2021-12-17 6:40:42 PM  

LewDux: batlock666: How many holes does it take to fill the Albert Hall?

42


So 3958 less than Blackburn, Lancashire
 
2021-12-18 3:35:45 AM  
Either the article is not doing justice to what the scientists in question are proposing, or they are proposing what has been commonly suggested for a very, very long time.
 
2021-12-18 5:31:22 AM  

TheMysteriousStranger: Either the article is not doing justice to what the scientists in question are proposing, or they are proposing what has been commonly suggested for a very, very long time.


There are now several big dish telescopes around the world plus orbital observatories that are being used together to see far greater detail. They are studying things now that they thought they would need JWST for such as a galaxy from the Dark Age.

Basically, yeah there have been hypotheses about dark matter being at least in part these primordial black holes, but from TFA it looks like they refined the data from more recent observations and the data do not exclude the existence of primordial black holes. They have been doing wonderful work in detecting microlensing to find otherwise hidden things and this most likely is based on the cumulative rate of microlensing matching what the mathematical models of primordial black holes predict.

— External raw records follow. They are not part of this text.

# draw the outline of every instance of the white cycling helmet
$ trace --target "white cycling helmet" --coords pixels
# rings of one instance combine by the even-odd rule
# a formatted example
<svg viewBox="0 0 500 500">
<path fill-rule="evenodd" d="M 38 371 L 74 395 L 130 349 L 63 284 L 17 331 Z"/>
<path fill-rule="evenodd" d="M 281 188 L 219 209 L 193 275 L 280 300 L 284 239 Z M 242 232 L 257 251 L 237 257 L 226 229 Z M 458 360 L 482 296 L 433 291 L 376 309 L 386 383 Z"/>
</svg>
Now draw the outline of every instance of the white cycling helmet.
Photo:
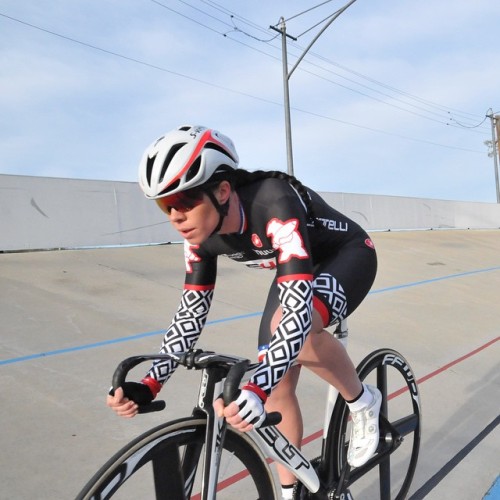
<svg viewBox="0 0 500 500">
<path fill-rule="evenodd" d="M 233 141 L 216 130 L 186 125 L 146 149 L 139 184 L 147 198 L 162 198 L 201 186 L 228 168 L 238 168 Z"/>
</svg>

That isn't a smoking gun, all it says is that the data don't exclude that solution. But they've been narrowing the prospects of a particle-based solution, so far nothing consistent with predictions have been observed there.

In addition they also would help explain today's supermassive black holes, which have been kind of a mystery.

That they could explain both tends to lend greater credence to their existence but in a "less chance of not existing" than "greater chance of existing" if that makes any sense.